Search code examples
javajsonregexstring-parsing

How to convert invalid JSON like string with inconsistent quotes into a valid JSON using regex in Java?


Here is a sample String. I am facing trouble particularly in the part 'rgba(71,13,226,0.47)' as the commas are present. The same regex should also parse a JSON array like string.

varStr ="{
    red : {
        orange: 100,
        dates: {
            later: "4_WEEK",
            now:   "1_WEEK"
        },
        pink: {
            crimson : '#16gcvcn',
            lavender : '#47vdsaj',
            purple : '#h7465',
            baby pink : '#hd576',
            yellow : 'rgba(71,13,226,0.47)',
            magenta : 'rgba(211,25,25,0.01)'
        }
    }
}";

So far I have a series of regex replacements, But there are issues with my regex it does not handle all cases.

    varStr = varStr.replaceAll("([^:{,\"\\n =\\[}\\]][\\w &|\\/'.\\-)#]+)", "\"$1\"");
    varStr = varStr.replace("\"[", "[");
    varStr = varStr.replace("]\"", "]");
    varStr = varStr.replaceAll("'", "\"");

Solution

  • I'd like to point out to you first, convert a string to a JSON one in this way is going to treat each value as String. Some datatypes such as Number or Boolean will be ignored and lose its convenience while deserialization.

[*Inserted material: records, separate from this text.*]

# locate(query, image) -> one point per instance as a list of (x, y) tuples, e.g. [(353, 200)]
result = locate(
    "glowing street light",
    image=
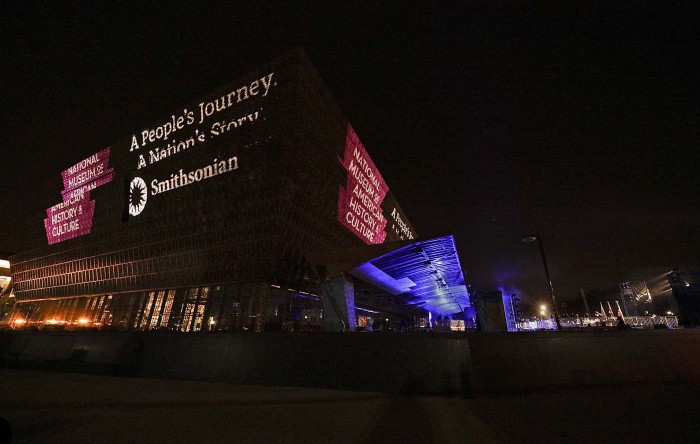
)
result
[(538, 238)]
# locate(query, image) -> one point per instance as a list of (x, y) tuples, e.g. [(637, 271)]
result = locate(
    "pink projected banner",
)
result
[(73, 217), (87, 170), (70, 220), (360, 202), (102, 180)]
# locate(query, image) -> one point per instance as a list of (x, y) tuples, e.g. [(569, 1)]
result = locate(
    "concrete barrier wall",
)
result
[(425, 363)]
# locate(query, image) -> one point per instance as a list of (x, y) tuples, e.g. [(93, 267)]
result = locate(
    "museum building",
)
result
[(256, 208)]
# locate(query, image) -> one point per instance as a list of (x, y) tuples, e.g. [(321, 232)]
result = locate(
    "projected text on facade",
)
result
[(73, 217), (360, 202)]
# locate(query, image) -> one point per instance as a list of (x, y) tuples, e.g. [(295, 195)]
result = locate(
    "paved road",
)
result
[(64, 407)]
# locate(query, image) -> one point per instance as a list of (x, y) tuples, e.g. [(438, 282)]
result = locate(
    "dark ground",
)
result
[(75, 408)]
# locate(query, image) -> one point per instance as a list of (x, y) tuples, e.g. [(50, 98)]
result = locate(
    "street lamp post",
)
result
[(538, 238)]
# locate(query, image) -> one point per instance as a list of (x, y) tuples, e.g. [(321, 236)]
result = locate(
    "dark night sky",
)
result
[(489, 123)]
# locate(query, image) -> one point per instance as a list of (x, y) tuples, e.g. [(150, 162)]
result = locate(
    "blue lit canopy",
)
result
[(426, 274)]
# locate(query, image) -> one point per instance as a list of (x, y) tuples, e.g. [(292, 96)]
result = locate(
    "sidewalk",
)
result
[(76, 408)]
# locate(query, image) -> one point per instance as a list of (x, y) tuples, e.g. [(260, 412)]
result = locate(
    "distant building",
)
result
[(6, 296), (206, 220), (685, 286), (636, 299)]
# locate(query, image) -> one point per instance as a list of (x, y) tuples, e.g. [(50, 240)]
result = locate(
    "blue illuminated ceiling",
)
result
[(427, 274)]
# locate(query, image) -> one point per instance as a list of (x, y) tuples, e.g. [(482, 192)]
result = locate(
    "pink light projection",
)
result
[(360, 202), (73, 217), (69, 219), (87, 170)]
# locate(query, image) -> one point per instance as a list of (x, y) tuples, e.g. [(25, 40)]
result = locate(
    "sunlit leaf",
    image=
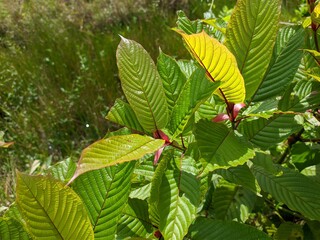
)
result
[(105, 192), (172, 78), (51, 209), (115, 150), (219, 64), (251, 34), (122, 114), (11, 229), (142, 85)]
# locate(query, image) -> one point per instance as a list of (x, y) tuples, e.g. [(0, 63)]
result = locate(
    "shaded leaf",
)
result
[(142, 85), (207, 229), (135, 220), (105, 193), (266, 133), (232, 202), (250, 36), (291, 188), (115, 150), (194, 93), (219, 64), (63, 170), (221, 147), (284, 64), (51, 209)]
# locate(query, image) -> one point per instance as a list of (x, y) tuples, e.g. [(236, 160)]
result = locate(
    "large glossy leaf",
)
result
[(105, 193), (232, 202), (219, 64), (194, 93), (221, 147), (286, 59), (265, 133), (11, 229), (63, 170), (122, 114), (142, 85), (51, 209), (292, 188), (115, 150), (250, 36), (179, 197), (135, 221), (172, 78), (188, 26), (240, 175), (301, 96), (207, 229)]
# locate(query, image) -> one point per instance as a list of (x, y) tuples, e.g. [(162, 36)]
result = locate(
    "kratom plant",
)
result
[(224, 146)]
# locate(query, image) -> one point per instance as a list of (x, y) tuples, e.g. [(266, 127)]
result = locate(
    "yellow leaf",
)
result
[(219, 63)]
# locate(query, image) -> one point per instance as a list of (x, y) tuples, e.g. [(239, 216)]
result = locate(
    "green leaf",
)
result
[(172, 78), (51, 209), (292, 188), (207, 229), (11, 229), (240, 175), (135, 221), (284, 64), (232, 202), (221, 147), (250, 36), (187, 67), (188, 26), (194, 93), (115, 150), (289, 230), (266, 133), (122, 114), (312, 172), (219, 63), (179, 196), (142, 85), (105, 193), (300, 97), (63, 170)]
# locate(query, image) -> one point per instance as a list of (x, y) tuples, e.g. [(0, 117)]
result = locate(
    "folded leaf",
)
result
[(219, 64), (115, 150), (52, 210), (142, 85), (251, 34)]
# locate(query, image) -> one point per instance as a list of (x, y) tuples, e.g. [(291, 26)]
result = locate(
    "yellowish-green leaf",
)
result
[(115, 150), (315, 16), (219, 63)]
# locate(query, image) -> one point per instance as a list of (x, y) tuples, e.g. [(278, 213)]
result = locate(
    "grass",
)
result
[(58, 74)]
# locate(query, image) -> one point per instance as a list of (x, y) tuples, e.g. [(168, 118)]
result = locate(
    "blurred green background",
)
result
[(58, 74)]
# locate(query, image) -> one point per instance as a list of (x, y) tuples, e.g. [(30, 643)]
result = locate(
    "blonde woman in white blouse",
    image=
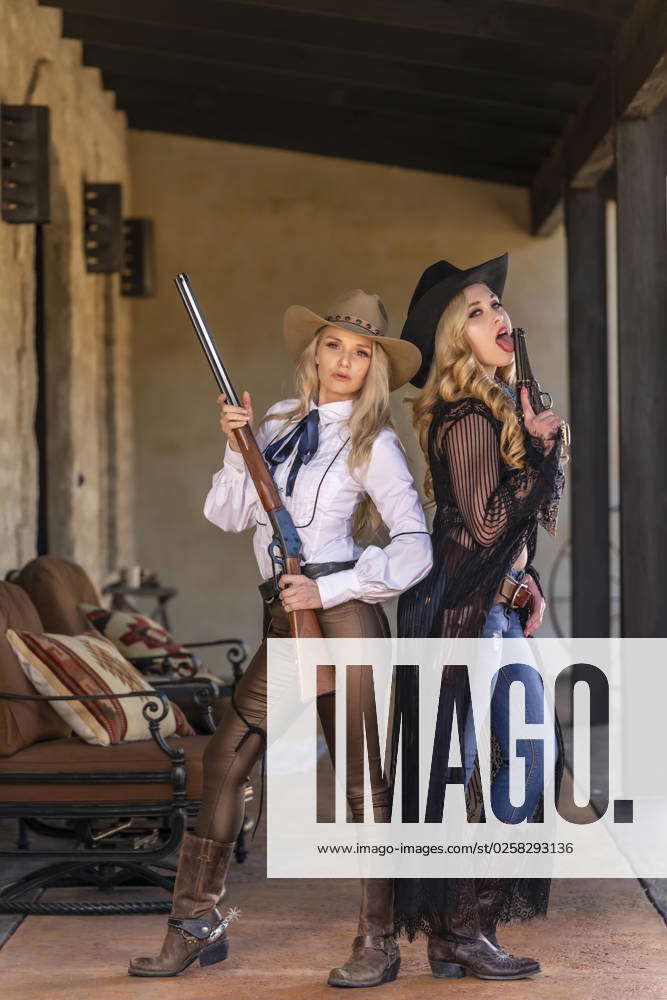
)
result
[(340, 468)]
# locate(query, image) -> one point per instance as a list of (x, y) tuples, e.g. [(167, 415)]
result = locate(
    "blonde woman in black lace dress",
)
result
[(492, 480)]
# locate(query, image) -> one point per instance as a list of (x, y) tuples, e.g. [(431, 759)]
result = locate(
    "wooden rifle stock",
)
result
[(285, 549)]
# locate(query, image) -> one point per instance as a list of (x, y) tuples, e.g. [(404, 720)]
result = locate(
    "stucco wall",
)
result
[(87, 323), (257, 230)]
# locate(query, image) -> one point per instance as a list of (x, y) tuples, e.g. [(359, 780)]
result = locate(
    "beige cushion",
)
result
[(22, 723), (89, 664), (141, 640)]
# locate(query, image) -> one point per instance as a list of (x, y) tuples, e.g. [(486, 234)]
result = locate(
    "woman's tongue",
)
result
[(506, 341)]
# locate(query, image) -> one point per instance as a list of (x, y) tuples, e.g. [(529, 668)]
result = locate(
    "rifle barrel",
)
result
[(209, 348)]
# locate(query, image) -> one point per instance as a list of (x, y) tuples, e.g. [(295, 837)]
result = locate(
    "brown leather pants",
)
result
[(231, 752)]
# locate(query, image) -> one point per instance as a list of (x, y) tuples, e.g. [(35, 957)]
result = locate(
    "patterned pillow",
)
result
[(142, 641), (89, 664)]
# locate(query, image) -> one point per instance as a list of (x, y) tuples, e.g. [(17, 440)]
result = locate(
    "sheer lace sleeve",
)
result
[(491, 497)]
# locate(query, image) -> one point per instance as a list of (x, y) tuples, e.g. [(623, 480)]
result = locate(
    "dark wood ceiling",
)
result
[(480, 88)]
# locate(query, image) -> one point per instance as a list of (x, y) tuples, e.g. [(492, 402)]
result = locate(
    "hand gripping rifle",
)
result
[(285, 549), (539, 400)]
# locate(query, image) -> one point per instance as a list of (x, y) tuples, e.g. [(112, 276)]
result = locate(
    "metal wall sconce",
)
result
[(102, 225), (138, 258), (24, 139)]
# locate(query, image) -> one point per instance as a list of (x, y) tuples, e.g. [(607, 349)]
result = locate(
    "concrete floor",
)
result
[(603, 940)]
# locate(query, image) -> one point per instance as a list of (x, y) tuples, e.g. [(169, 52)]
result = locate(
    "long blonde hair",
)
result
[(370, 413), (456, 374)]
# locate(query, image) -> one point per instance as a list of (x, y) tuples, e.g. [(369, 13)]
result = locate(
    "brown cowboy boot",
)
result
[(196, 928), (457, 948), (375, 957)]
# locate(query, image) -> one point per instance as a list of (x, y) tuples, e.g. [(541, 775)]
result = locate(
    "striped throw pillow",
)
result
[(90, 664)]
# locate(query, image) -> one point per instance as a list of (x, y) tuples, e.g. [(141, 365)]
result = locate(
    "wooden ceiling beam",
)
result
[(274, 28), (438, 117), (422, 81), (633, 84), (248, 118), (496, 20)]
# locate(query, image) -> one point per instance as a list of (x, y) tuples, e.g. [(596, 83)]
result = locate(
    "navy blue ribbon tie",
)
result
[(306, 437)]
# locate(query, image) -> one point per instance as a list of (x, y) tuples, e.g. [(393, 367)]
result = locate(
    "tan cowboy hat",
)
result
[(356, 312)]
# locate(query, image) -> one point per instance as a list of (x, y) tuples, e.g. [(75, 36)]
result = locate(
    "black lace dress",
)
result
[(486, 512)]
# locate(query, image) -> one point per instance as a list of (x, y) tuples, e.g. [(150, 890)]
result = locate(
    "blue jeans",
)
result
[(503, 623)]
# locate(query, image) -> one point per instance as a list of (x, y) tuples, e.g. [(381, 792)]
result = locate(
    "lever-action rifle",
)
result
[(285, 549), (539, 400)]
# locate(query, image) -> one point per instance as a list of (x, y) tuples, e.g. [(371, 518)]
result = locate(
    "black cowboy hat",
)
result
[(438, 285)]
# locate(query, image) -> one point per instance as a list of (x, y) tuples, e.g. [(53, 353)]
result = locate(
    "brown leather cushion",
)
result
[(68, 755), (56, 588), (22, 723)]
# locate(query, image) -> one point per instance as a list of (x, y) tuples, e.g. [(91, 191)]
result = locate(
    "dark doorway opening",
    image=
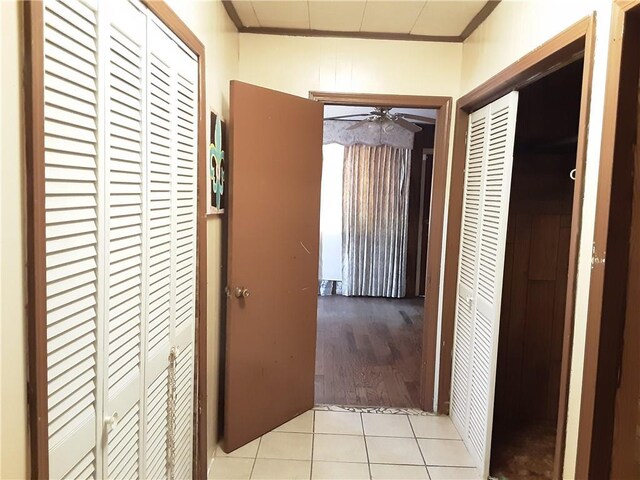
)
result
[(532, 323)]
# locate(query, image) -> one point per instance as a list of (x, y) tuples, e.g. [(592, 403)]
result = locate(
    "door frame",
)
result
[(37, 394), (575, 42), (443, 105), (607, 300)]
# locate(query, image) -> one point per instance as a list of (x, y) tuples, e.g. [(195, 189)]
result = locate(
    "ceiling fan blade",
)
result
[(347, 116), (418, 117), (359, 124), (405, 124)]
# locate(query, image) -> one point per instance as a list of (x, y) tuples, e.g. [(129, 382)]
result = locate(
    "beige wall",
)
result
[(514, 29), (297, 65), (13, 416), (209, 21)]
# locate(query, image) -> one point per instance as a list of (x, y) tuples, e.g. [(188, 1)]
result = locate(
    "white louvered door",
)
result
[(125, 224), (121, 103), (490, 142), (160, 101), (185, 220), (71, 202), (468, 267), (172, 147)]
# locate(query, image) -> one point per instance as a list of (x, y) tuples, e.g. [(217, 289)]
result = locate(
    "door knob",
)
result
[(112, 422), (241, 292)]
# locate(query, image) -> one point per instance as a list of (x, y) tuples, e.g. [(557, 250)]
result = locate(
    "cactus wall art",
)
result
[(217, 165)]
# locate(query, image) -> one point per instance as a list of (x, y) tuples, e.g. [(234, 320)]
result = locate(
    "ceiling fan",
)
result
[(384, 114)]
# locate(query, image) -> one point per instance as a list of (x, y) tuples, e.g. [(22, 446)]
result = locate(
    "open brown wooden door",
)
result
[(274, 218)]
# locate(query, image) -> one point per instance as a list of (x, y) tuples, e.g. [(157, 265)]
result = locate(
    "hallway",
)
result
[(352, 443), (369, 351)]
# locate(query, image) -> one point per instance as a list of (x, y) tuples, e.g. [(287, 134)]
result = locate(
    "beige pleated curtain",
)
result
[(375, 220)]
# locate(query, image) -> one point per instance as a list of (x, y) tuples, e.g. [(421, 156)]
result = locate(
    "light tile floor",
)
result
[(329, 445)]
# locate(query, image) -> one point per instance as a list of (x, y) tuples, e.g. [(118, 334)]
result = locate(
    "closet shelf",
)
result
[(545, 146)]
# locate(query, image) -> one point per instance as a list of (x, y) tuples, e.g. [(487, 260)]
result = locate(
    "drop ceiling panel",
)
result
[(246, 13), (396, 16), (340, 16), (446, 18), (282, 14)]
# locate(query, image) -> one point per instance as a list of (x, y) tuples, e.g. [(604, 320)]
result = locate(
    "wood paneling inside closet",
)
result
[(417, 243), (536, 263)]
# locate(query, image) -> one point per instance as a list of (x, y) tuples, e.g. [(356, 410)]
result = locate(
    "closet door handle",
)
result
[(241, 292), (111, 422)]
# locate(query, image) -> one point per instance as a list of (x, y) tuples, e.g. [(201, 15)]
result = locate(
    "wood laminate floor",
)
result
[(369, 351)]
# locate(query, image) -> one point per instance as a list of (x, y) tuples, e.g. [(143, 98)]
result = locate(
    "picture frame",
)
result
[(216, 171)]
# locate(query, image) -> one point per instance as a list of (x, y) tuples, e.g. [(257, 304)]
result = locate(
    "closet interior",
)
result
[(535, 276)]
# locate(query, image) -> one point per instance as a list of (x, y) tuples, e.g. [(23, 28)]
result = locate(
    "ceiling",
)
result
[(337, 110), (435, 20)]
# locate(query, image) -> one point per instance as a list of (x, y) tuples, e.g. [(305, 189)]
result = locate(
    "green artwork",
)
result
[(216, 166)]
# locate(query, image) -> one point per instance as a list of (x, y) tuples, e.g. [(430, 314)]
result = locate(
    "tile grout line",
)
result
[(366, 447), (313, 441), (255, 459), (415, 437)]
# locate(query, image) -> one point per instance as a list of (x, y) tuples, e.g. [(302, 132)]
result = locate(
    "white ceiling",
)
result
[(337, 110), (416, 17)]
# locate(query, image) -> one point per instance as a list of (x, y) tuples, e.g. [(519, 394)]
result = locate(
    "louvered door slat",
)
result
[(121, 95), (474, 174), (492, 246), (160, 98), (482, 249), (125, 217), (185, 218), (71, 204)]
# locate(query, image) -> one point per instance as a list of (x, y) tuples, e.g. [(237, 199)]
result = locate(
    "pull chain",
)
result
[(171, 413)]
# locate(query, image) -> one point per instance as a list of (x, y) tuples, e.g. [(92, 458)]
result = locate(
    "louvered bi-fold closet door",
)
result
[(468, 267), (125, 224), (480, 289), (161, 307), (185, 219), (72, 239), (172, 164)]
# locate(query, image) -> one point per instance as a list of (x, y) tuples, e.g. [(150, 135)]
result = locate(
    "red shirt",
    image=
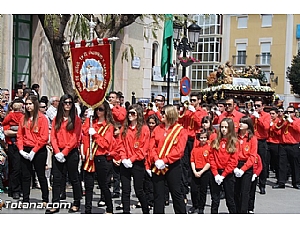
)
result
[(200, 155), (247, 151), (290, 132), (119, 113), (37, 137), (64, 141), (221, 159), (103, 142), (262, 125), (158, 137), (135, 149), (235, 116)]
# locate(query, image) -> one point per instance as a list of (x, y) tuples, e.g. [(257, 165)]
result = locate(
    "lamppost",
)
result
[(185, 43)]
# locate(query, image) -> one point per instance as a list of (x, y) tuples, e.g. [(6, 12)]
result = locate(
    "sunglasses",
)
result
[(100, 109), (132, 113)]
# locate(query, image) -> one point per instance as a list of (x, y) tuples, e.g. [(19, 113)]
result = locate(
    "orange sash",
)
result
[(89, 165), (165, 150)]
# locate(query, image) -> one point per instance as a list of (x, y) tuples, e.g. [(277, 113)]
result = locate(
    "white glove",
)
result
[(90, 112), (92, 131), (24, 154), (255, 114), (218, 179), (60, 157), (236, 171), (149, 172), (160, 164), (192, 108), (31, 155), (154, 108), (239, 173), (290, 119)]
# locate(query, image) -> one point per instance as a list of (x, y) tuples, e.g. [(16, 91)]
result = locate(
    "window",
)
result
[(265, 53), (266, 20), (242, 22), (22, 49), (241, 54)]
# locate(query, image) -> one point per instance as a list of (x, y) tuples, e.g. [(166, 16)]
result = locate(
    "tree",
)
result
[(293, 74), (107, 25)]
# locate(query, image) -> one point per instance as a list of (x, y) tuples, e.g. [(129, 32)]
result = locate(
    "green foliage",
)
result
[(293, 74)]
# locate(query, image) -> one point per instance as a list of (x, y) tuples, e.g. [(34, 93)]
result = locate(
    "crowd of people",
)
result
[(165, 150)]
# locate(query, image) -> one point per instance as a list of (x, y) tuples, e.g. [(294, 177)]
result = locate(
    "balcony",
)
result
[(263, 59)]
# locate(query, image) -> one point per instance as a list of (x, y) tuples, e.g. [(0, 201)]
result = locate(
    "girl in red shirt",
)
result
[(244, 169), (65, 137), (102, 131), (167, 145), (32, 138), (223, 159), (135, 136), (201, 170)]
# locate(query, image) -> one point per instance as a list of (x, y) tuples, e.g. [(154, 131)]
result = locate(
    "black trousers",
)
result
[(14, 167), (71, 164), (228, 184), (242, 190), (39, 165), (173, 178), (137, 172), (273, 151), (289, 154), (263, 153), (199, 189)]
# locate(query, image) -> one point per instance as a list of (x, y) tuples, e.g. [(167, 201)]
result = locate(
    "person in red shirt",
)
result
[(231, 112), (135, 136), (101, 130), (167, 145), (201, 170), (32, 138), (223, 159), (244, 169), (261, 123), (65, 137), (289, 149), (257, 168)]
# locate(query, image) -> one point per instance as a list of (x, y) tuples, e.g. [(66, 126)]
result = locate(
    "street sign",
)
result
[(185, 86)]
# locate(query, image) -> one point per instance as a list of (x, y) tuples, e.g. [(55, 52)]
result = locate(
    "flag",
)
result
[(167, 49)]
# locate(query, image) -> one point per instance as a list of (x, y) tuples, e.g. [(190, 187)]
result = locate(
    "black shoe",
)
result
[(52, 211), (115, 195), (16, 195), (278, 186), (297, 186), (262, 190), (193, 210)]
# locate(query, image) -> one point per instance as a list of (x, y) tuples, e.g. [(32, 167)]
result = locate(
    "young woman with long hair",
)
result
[(65, 137), (223, 159), (32, 138), (102, 131), (135, 136), (246, 159), (167, 144)]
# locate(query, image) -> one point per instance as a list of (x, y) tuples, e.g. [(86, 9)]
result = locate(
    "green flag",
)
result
[(166, 55)]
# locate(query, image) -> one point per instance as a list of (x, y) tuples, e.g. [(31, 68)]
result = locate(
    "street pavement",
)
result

    You can achieve what you want as follows and I am going to update my solution if I could find a more elegant one!

    Code snippet

    String regex = "(?:[{ ])(\\w+)(?!\")";
    varStr = varStr.replaceAll(regex, "\\\"$1\\\"");
    varStr = varStr.replace("\"\"", " ").replace("'", "\"");
    

    BTW, even though there is no standard naming convention for JSON, but I've never seen a field name separated by empty space(s). Therefore, it is better to use one of babyPink, baby_pink and baby-pink.